L.A. Now

Council moves to kill ordinance giving raises to top executives

High-level Los Angeles officials were scrambling Wednesday after the City Council approved an ordinance that could have inadvertently boosted the pay of its top executives — a move portrayed by Council President Herb Wesson as "a mistake."

The council voted unanimously for a two-year salary plan covering non-union employees. A document prepared for the council suggested that there would be three increases over the next 15 months — 2.75% in June, 2.75% in December and 2.75% in June 2015 — for about three dozen department heads, including top executives at the police, planning, parks, library and transportation departments.

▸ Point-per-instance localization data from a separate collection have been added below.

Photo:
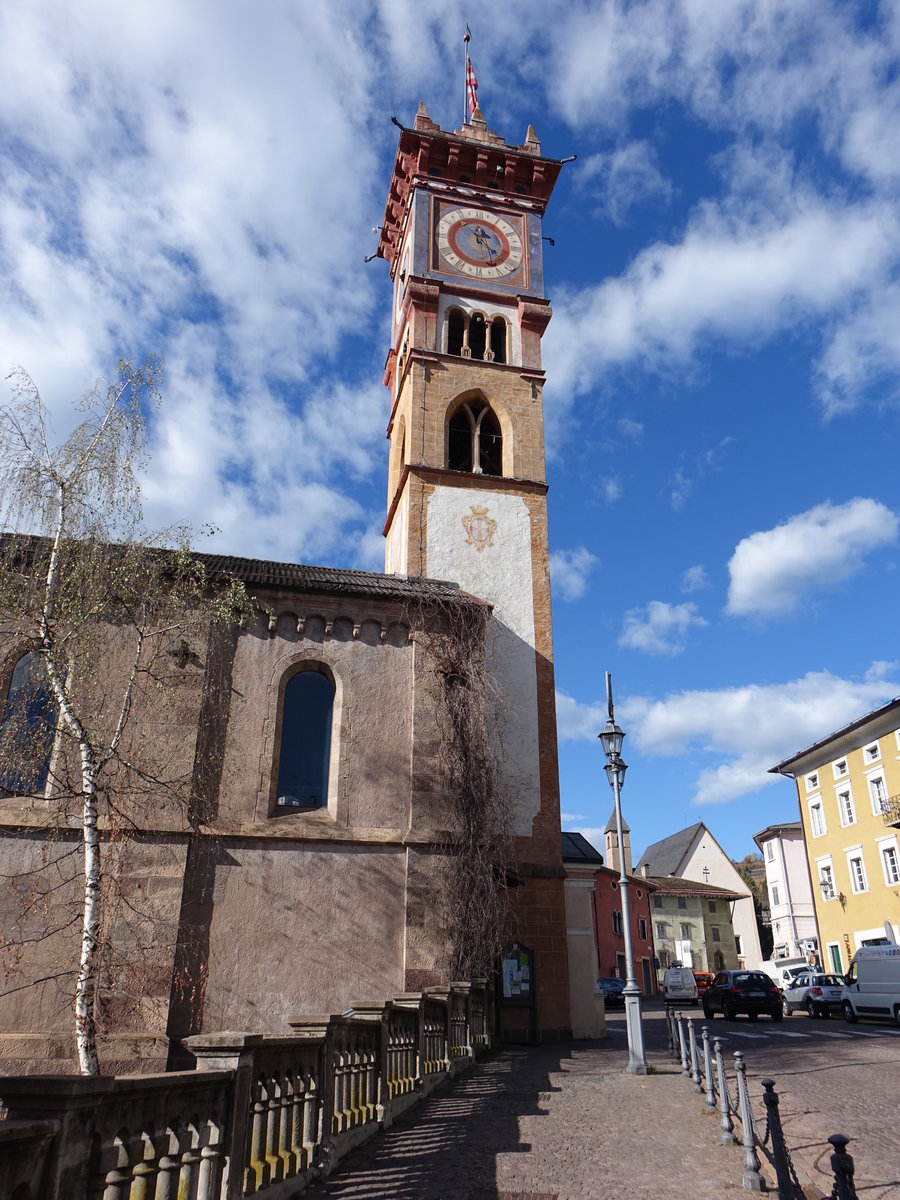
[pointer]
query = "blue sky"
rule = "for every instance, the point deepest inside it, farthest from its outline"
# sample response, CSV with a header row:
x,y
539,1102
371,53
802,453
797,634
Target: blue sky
x,y
201,180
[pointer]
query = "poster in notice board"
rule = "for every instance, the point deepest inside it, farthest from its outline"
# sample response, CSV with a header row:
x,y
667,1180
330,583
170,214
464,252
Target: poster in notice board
x,y
517,976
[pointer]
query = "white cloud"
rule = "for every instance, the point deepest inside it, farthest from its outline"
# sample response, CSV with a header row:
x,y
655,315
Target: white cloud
x,y
863,352
695,579
727,277
612,490
633,431
659,628
576,721
594,834
773,570
569,571
743,731
622,179
753,727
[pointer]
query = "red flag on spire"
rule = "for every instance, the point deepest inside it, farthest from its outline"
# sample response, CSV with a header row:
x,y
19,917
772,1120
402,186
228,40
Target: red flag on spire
x,y
471,81
471,87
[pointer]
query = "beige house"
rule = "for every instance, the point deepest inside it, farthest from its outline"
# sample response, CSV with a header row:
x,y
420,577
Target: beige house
x,y
792,913
693,924
321,732
849,796
695,855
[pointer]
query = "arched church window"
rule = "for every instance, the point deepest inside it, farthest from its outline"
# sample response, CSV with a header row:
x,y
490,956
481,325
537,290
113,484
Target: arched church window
x,y
461,438
305,744
474,441
478,336
455,331
498,340
474,337
28,727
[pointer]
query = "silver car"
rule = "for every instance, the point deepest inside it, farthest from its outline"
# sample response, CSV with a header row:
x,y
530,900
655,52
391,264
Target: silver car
x,y
817,994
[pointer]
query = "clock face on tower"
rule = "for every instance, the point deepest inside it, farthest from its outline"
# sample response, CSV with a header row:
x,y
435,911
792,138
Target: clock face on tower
x,y
479,244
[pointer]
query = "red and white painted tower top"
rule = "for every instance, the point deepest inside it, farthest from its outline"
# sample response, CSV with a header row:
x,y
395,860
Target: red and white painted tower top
x,y
473,161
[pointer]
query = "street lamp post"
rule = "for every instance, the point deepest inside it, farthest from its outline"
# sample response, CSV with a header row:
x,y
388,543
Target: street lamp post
x,y
611,739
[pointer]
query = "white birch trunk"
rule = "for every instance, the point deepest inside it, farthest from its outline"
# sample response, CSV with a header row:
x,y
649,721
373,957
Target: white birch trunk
x,y
87,979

After receiving questions about the document, Wesson released a statement saying he was upset that City Administrative Officer Miguel Santana, the city's top budget official, had inadvertently "included general managers" in the document. "That was never our intent," he said in an email to The Times.

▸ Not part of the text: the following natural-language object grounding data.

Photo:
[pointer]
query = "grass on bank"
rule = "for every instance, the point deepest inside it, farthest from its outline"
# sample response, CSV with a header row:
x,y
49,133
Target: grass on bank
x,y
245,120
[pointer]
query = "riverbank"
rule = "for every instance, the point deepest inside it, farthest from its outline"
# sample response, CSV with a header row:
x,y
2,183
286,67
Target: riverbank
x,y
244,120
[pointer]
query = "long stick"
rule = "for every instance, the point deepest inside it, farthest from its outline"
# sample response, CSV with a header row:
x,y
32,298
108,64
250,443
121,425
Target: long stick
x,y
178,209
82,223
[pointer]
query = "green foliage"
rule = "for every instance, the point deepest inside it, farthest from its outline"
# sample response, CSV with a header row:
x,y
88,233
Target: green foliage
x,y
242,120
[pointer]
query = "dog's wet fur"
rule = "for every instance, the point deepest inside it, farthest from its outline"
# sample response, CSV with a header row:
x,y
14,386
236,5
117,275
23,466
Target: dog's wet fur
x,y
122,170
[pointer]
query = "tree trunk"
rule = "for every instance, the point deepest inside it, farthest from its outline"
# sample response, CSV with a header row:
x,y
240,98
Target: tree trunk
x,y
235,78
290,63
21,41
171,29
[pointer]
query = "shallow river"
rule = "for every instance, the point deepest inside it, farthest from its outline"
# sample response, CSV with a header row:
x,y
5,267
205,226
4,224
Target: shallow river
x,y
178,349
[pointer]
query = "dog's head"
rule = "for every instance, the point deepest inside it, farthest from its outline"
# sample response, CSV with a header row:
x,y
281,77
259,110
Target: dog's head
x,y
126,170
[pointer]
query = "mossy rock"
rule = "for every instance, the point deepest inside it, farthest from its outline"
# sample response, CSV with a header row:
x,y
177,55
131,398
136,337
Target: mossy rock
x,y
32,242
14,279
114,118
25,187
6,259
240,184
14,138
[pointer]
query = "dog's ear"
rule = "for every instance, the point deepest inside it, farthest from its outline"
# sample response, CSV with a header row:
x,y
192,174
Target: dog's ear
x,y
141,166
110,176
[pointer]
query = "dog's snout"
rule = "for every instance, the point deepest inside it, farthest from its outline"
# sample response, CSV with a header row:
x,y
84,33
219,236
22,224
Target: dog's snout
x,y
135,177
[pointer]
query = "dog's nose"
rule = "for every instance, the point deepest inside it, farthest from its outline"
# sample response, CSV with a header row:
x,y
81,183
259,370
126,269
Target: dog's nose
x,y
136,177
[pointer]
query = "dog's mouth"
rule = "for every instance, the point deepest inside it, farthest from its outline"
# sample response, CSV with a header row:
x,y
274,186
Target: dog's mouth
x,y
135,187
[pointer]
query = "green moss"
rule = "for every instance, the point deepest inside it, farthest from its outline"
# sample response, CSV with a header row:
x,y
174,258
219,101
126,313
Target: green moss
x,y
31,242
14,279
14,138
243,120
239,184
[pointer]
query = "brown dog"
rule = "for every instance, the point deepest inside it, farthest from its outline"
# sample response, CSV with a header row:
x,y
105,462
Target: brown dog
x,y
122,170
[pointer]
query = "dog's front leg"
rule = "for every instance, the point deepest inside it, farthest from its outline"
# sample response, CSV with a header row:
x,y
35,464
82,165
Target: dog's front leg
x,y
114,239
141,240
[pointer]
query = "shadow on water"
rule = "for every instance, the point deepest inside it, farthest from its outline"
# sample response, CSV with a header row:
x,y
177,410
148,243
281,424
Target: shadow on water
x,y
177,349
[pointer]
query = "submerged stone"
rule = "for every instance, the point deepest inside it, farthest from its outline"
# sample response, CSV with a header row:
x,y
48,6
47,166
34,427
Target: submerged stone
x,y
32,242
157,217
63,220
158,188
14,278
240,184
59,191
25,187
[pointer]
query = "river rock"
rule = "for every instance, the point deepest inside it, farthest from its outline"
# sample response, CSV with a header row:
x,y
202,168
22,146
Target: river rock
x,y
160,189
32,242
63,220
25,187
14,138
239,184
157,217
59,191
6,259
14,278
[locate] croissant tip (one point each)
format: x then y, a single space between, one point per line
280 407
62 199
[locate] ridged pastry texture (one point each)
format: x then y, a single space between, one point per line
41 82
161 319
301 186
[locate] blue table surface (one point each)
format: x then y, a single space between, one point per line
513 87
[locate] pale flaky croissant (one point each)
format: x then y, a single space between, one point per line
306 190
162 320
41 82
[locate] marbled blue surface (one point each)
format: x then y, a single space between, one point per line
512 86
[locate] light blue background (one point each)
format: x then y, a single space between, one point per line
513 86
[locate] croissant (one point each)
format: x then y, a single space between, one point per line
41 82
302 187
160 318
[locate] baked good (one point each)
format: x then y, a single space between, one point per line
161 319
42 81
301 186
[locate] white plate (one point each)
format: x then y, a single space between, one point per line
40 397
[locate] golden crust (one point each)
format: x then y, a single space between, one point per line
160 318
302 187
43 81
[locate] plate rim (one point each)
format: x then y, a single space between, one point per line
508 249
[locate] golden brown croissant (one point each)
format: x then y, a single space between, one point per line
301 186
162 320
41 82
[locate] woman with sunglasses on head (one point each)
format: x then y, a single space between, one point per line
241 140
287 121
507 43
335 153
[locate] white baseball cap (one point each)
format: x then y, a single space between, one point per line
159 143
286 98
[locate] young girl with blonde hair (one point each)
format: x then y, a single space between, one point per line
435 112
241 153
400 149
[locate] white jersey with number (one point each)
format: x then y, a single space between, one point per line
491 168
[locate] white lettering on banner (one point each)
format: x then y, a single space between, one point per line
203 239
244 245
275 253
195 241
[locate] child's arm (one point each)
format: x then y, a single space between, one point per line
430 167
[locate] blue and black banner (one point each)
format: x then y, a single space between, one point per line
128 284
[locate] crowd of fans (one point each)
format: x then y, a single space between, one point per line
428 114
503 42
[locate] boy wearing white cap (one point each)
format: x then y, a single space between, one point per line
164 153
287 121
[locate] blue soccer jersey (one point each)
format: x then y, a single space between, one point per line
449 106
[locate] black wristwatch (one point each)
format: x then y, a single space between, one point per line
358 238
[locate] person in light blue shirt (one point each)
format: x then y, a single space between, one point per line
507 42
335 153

Wesson said he directed Santana to correct the mistake and planned to have the council rescind the ordinance Friday and replace it with an accurately drafted document. Had Mayor Eric Garcetti signed the salary package for non-union employees, the raises would have automatically been awarded to every department head, Wesson spokesman Ed Johnson said.

Garcetti spokesman Jeff Millman echoed Wesson's message, saying: "We understand the City Council plans to reconsider this matter, and we support that."

The vote created an especially awkward situation for the city's elected officials one day before Garcetti's first State of the City address. Santana and Garcetti have repeatedly argued that city employees should not receive any raises over the next three years.

The city faces a $242-million budget shortfall and salary negotiations are underway for several employee groups. Johnson said the salary package that received a vote Wednesday had been forwarded to the council from the city's negotiating committee — a group headed by Garcetti.

Santana said that under the City Charter, only Garcetti has the power to award raises to department heads. He said the document sent to the council "could have been more explicit" in stating that. The ordinance, Santana added, was intended to increase each department head's salary range, but not automatically increase their pay.

A chart sent to the council for Wednesday's vote included a spreadsheet showing pay for the city librarian increasing from $211,076 to $228,991 by June 2015; an increase from $227,049 to $246,300 for the planning director; and an increase from $345,731 to $375,047 for Police Chief Charlie Beck.

The document sent to the council also suggested that the plan would have, at a minimum, made Santana eligible to receive a $24,000 raise over the next 15 months, one that would boost his pay from $283,467 to $307,500. During the council meeting, Santana released a letter to Wesson saying that he would give up any increases in his salary.